Однако в описываемой нами логике важен такой пункт, как отсутствие другого. Или, если он кажется существующим, — так как с ним идет сражение, — то он может быть лишь случайным фактом, ибо мистика войны важнее, чем сама война. Другой не имеет исторического значения, ибо, если бы таковое имелось, он вошел бы в единство. В какой–то мере речь идет даже не о победе, ибо в Божием замысле наши уже победили. Победа — нечто вроде платоновской идеи, каково бы ни было ее эмпирическое выражение. Если оно не совпадает с вечным образцом, то измениться должна действительность. Основание для отлучения других — отождествление себя с целым, а если количественно ты все же не равен целому, то… тем хуже для фактов.

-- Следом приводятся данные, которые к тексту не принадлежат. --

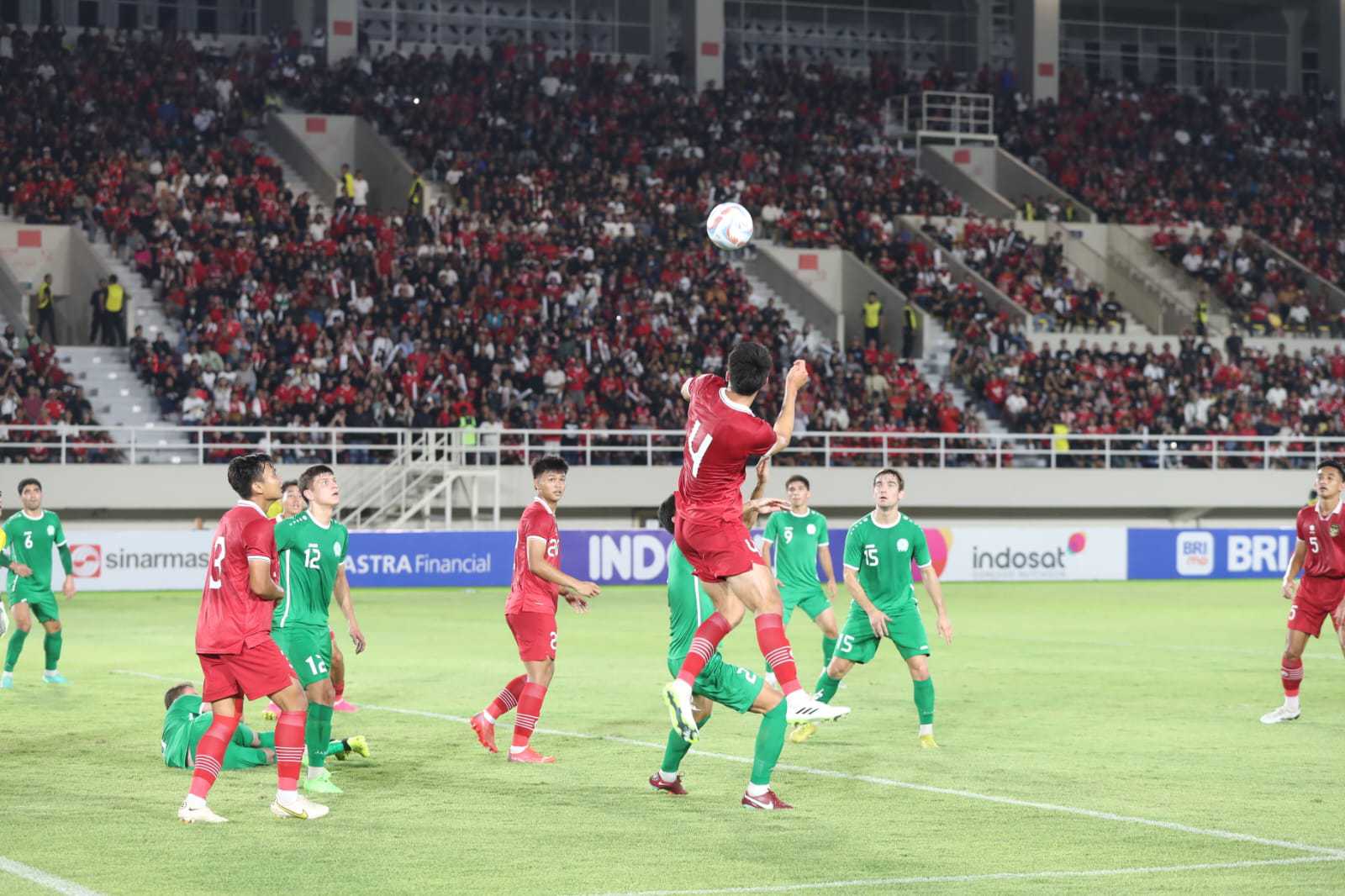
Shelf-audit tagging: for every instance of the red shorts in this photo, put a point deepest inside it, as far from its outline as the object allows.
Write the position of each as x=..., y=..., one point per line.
x=256, y=672
x=535, y=635
x=717, y=549
x=1315, y=602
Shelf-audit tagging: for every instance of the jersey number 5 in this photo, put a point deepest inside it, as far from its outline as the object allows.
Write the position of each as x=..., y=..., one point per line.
x=217, y=562
x=697, y=454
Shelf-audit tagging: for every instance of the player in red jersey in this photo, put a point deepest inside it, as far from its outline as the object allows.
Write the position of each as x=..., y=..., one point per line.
x=530, y=613
x=235, y=646
x=1320, y=553
x=721, y=436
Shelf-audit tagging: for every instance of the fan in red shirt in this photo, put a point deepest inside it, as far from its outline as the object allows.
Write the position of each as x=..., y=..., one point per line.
x=235, y=646
x=530, y=613
x=723, y=436
x=1320, y=553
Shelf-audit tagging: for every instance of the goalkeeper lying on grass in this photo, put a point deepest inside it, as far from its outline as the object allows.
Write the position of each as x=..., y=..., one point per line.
x=186, y=724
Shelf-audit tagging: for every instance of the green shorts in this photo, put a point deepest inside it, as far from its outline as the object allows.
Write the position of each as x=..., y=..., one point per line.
x=309, y=650
x=724, y=683
x=860, y=645
x=44, y=607
x=810, y=600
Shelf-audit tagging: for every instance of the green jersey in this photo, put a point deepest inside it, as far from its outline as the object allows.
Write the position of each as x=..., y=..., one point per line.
x=175, y=741
x=688, y=606
x=797, y=541
x=883, y=557
x=30, y=542
x=309, y=559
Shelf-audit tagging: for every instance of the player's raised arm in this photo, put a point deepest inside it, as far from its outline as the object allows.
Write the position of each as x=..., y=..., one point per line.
x=1289, y=587
x=538, y=567
x=794, y=381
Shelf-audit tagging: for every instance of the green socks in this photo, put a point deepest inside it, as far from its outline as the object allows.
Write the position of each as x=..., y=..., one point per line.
x=676, y=751
x=11, y=654
x=51, y=647
x=826, y=688
x=318, y=732
x=925, y=700
x=770, y=743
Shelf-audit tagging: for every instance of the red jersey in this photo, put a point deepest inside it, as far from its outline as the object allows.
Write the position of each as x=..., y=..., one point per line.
x=529, y=593
x=1325, y=540
x=720, y=437
x=232, y=616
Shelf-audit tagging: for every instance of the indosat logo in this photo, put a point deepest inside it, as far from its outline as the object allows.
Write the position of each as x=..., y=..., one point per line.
x=1012, y=560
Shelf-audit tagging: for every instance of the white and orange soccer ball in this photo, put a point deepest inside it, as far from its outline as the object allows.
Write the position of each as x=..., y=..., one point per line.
x=730, y=226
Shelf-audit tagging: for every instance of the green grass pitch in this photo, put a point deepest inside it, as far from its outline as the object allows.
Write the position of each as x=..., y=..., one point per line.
x=1136, y=703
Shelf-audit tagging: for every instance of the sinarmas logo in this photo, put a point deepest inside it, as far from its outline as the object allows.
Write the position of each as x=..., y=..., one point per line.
x=1015, y=559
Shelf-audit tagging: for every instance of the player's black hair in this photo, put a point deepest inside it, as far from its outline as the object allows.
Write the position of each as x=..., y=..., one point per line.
x=551, y=463
x=306, y=479
x=1331, y=461
x=246, y=470
x=667, y=510
x=750, y=365
x=889, y=472
x=175, y=692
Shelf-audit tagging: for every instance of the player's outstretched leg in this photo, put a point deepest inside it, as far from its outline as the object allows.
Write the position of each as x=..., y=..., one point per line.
x=529, y=712
x=483, y=723
x=210, y=761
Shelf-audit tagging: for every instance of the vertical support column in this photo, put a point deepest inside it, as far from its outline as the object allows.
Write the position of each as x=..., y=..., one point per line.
x=1295, y=22
x=703, y=37
x=342, y=30
x=1037, y=37
x=1331, y=51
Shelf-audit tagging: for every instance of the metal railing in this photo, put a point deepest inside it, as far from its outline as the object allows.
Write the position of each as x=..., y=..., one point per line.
x=658, y=447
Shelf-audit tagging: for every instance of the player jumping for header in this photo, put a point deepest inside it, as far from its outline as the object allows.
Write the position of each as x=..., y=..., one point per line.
x=235, y=650
x=530, y=613
x=30, y=535
x=721, y=435
x=1320, y=553
x=878, y=551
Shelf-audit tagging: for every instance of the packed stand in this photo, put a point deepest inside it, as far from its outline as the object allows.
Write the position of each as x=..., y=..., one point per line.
x=1264, y=293
x=1156, y=155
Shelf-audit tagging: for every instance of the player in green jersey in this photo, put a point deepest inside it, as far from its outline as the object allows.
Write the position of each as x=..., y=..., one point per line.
x=800, y=542
x=186, y=724
x=719, y=683
x=30, y=535
x=878, y=551
x=313, y=549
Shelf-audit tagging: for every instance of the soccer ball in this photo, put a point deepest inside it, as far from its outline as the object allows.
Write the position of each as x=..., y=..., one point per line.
x=730, y=226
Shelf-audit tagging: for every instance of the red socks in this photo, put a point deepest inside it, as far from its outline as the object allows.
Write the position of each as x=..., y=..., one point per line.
x=704, y=645
x=777, y=650
x=210, y=754
x=508, y=698
x=289, y=748
x=529, y=710
x=1290, y=676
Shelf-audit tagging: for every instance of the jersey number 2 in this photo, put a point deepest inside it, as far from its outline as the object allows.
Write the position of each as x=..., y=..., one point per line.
x=697, y=454
x=217, y=562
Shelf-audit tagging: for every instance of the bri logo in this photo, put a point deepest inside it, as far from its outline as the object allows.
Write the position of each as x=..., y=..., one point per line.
x=1195, y=553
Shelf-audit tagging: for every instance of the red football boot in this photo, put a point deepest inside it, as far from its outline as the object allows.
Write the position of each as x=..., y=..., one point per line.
x=484, y=732
x=667, y=786
x=766, y=801
x=530, y=755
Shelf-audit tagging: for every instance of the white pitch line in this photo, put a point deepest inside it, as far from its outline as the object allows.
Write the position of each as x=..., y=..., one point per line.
x=44, y=878
x=974, y=878
x=888, y=782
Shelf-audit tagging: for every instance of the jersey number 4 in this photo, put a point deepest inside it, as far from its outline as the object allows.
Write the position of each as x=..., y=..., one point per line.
x=697, y=452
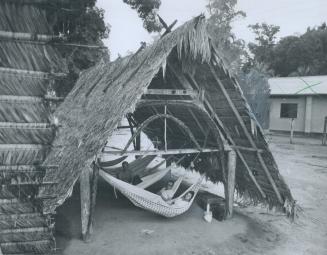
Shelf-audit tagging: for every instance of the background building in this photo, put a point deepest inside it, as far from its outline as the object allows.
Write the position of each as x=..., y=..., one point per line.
x=301, y=98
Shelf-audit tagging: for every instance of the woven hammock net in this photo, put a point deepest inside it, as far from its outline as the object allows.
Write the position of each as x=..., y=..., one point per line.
x=153, y=202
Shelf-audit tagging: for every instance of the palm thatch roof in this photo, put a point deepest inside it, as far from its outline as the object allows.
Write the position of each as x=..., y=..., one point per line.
x=27, y=72
x=105, y=94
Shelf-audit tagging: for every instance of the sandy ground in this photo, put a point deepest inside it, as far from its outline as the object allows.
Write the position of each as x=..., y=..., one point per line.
x=121, y=228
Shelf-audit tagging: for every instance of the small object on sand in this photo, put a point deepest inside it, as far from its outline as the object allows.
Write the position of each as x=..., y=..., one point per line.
x=147, y=231
x=208, y=214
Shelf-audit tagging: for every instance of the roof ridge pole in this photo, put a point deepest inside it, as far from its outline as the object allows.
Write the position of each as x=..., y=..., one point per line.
x=158, y=116
x=247, y=134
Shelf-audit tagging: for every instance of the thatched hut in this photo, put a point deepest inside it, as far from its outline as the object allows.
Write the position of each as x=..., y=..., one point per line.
x=30, y=67
x=179, y=80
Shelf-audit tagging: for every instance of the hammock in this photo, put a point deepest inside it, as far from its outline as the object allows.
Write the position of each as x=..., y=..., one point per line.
x=153, y=202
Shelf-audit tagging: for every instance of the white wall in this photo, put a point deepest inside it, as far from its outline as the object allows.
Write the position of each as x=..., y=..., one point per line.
x=319, y=112
x=283, y=124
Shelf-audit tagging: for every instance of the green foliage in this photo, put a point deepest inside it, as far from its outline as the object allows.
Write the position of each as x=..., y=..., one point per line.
x=146, y=10
x=255, y=87
x=292, y=55
x=222, y=14
x=265, y=39
x=302, y=55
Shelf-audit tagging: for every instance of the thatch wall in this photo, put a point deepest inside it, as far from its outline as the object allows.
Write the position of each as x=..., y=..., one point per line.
x=25, y=19
x=104, y=94
x=27, y=71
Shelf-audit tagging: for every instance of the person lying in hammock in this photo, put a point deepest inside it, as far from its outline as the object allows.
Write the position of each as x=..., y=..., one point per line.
x=182, y=201
x=127, y=175
x=167, y=192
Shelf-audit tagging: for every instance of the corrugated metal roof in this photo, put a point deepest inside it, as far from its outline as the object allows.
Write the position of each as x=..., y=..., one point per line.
x=306, y=85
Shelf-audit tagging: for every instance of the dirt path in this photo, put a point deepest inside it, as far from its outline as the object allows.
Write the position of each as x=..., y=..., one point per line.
x=124, y=229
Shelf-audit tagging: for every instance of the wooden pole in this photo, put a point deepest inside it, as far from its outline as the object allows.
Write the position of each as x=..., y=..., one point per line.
x=94, y=189
x=230, y=186
x=292, y=131
x=88, y=190
x=165, y=128
x=85, y=193
x=324, y=135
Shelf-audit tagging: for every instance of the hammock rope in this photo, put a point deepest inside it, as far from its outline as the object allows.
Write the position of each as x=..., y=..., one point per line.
x=153, y=202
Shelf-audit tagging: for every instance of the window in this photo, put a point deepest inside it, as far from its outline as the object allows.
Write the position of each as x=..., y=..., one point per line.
x=288, y=110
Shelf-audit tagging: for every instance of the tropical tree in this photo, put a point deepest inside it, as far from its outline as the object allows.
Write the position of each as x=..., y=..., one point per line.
x=221, y=15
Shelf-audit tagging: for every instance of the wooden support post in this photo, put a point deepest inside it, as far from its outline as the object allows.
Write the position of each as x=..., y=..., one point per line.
x=324, y=135
x=165, y=129
x=292, y=131
x=94, y=189
x=88, y=190
x=85, y=191
x=230, y=185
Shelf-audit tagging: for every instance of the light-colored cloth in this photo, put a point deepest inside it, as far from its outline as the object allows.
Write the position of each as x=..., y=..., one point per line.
x=166, y=194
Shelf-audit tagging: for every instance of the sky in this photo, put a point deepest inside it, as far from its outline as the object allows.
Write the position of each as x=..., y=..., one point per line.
x=293, y=16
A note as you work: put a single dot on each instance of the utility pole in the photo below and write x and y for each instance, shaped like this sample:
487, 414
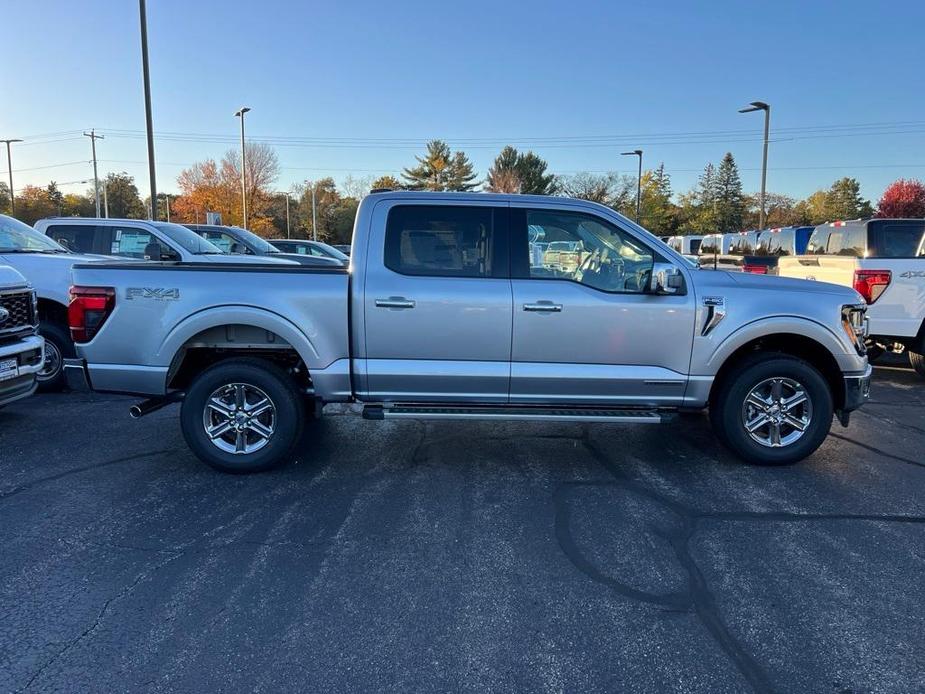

Для тех, кто держится этого взгляда, всегда существует священный союз, создаваемый Богом. Иначе у Бога не было бы постоянного наместника. Стало быть, данная историческая обстановка есть лишь знак метаисторической истины, которая Промыслом возложена на нас. На этой миссии основано настоящее, и она же обеспечивает будущее. Недочеты заставляют еще сильнее держаться за взращиваемый миф–миф, возвещающий другим конец. Когда душа одержима жаждой крови, вера уступает место идеологии. Слова из религиозного лексикона сохраняются, но изменяется их содержание. Они становятся символом исторической действительности или того смысла, который мы усматриваем в конкретной ситуации.

Именно мифологическое прочтение прошлого становится решеткой, разделяющей знание фактов и то знание, которое определяет действие. Поэтому и изгоняется другой из физического или нравственного мира. Если он не имеет права на жизнь сегодня, это потому, что его существование в прошлом было ошибкой. Его нельзя ни так перевоспитать, чтобы он отказался быть самим собой, ни с легкостью смести с земли живых. Зато можно, переделывая историю, прогнать его из обители мертвых. Не нужно ему принадлежать исторической памяти своего народа. Удалить его за пределы времени важнее, чем поразить отлучением теперь. Поскольку удобнее терпеть его в пространстве, прежде всего требуется сделать так, чтобы он попросил для себя статуса беженца в истории. Пусть он им подавится!